- Genocide standing behind a defeated Wonder Woman as seen on the cover to Wonder Woman vol. 3 #26.

Publication information
- Publisher: DC Comics
- First appearance: Initial creation: DC Universe #0 (June 2008) Final creation: Wonder Woman (vol. 3) #26 (January 2009)
- Created by: Gail Simone (writer) Aaron Lopresti (artist)

In-story information
- Species: Golem
- Team affiliations: Secret Society of Super Villains
- Abilities: Super-strength Enhanced durability Super-speed Teleportation Healing factor

= Genocide (comics) =

Genocide is a supervillain appearing in American comic books published by DC Comics.
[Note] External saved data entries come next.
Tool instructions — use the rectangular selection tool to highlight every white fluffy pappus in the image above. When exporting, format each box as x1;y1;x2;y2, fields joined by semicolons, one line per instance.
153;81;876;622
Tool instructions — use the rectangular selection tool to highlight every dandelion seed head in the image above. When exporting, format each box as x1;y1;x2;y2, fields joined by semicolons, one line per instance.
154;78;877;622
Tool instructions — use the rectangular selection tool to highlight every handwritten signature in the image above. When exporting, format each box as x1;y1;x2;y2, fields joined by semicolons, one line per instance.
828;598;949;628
Genocide is a golem superweapon created by the Secret Society of Super Villains to fight Wonder Woman from the stolen corpse of a Wonder Woman from a possible future, soil samples from locations where acts of genocide occurred, and a combination of magic and science.

==Publication history==
Genocide first appeared in Wonder Woman vol. 3 #26 and was created by Gail Simone.

==Fictional character biography==

Genocide's creation as depicted in DC Universe #0 (June 2008).
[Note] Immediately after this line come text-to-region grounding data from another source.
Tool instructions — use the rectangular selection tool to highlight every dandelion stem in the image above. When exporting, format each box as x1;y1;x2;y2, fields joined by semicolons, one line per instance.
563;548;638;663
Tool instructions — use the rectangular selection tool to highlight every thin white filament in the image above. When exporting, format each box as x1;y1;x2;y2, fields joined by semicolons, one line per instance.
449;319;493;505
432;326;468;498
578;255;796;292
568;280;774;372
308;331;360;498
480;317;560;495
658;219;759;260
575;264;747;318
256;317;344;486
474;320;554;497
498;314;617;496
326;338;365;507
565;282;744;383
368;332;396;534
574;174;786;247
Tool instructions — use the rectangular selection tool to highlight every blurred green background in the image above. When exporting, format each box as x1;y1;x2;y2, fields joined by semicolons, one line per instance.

At some point in the future, Ares steals the dead body of Wonder Woman. He comes back through time and manipulates Barbara Minerva and T. O. Morrow to gather a team of scientists to collect soil samples from sites of genocide - Auschwitz, Jasenovac, Darfur, Rwanda, and Cambodia. The scientists, with the help of Felix Faust, use the soil to empower the corpse of Wonder Woman with evil energy, creating Genocide. Morrow believes that Genocide is too unstable to be let loose and begs Minerva to terminate the project, but is ignored.
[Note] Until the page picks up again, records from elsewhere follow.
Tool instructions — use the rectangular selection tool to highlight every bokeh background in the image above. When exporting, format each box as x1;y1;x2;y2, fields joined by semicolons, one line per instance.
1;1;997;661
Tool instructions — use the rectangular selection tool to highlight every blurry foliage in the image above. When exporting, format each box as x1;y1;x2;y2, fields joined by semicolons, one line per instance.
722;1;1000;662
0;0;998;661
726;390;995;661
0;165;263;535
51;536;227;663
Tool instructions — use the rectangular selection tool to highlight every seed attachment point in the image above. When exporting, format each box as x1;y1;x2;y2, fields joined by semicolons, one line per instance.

Minerva initially sends Genocide to attack a shopping mall in Washington, D.C. and draw the Justice League's attention. Wonder Woman investigates the attack, only to be severely beaten by Genocide, who steals the Lasso of Truth. After having the lasso surgically grafted to her body by the Crime Doctor, Genocide is sent to the base of the Department of Metahuman Affairs to retrieve the captive Doctor Psycho. Genocide is attacked by Justice League members Green Lantern, Firestorm, and Red Tornado, but quickly stops them. When Wonder Woman returns with reinforcements, Genocide uses the lasso to create an explosion of psychic energy that destroys the Department's headquarters, killing most people in the vicinity and leaving the survivors in an unstable emotional state. Before leaving, Genocide kidnaps Wonder Woman's friend Etta Candy. Genocide tortures Candy, ultimately leaving her comatose.

Athena reveals to Diana the truth behind Genocide and that Ares will use the creature as an instrument to destroy the gods and heroes unless Diana can stop him. Upon learning this, Diana attacks Genocide with renewed vigor, ripping the Lasso from Genocide's body and leaving her to drown in the ocean. Ares transfers Genocide's soul into a clay figure and gives the figure to the rogue Amazon warrior Alkyone, who is determined to destroy Diana. When Alkyone becomes the queen of Themyscira, she causes the spirit of Genocide to enter herself and three other Amazon allies by sacrificing the clay figure.

In the DC Rebirth relaunch, Genocide is depicted as a golem of unknown origin who was previously buried on the island of the Gargareans in the Tyrrhenian Sea. In the present, Paula von Gunther finds and revives Genocide, binding her to her will. With Gunther acting as Warmaster, Genocide helped to form the Four Horsemen with Devastation and the ogre Armageddon.

==Powers and abilities==
The full extent of Genocide's abilities has yet to be revealed. Genocide has superhuman strength, durability and speed. She also has the ability to teleport. Genocide can project anger, fear, and despair to weaken her enemies. Using the Lasso of Truth, Genocide can generate psychic energy blasts that disrupt the minds of others.

==In other media==
Genocide appears as a character summon in Scribblenauts Unmasked: A DC Comics Adventure.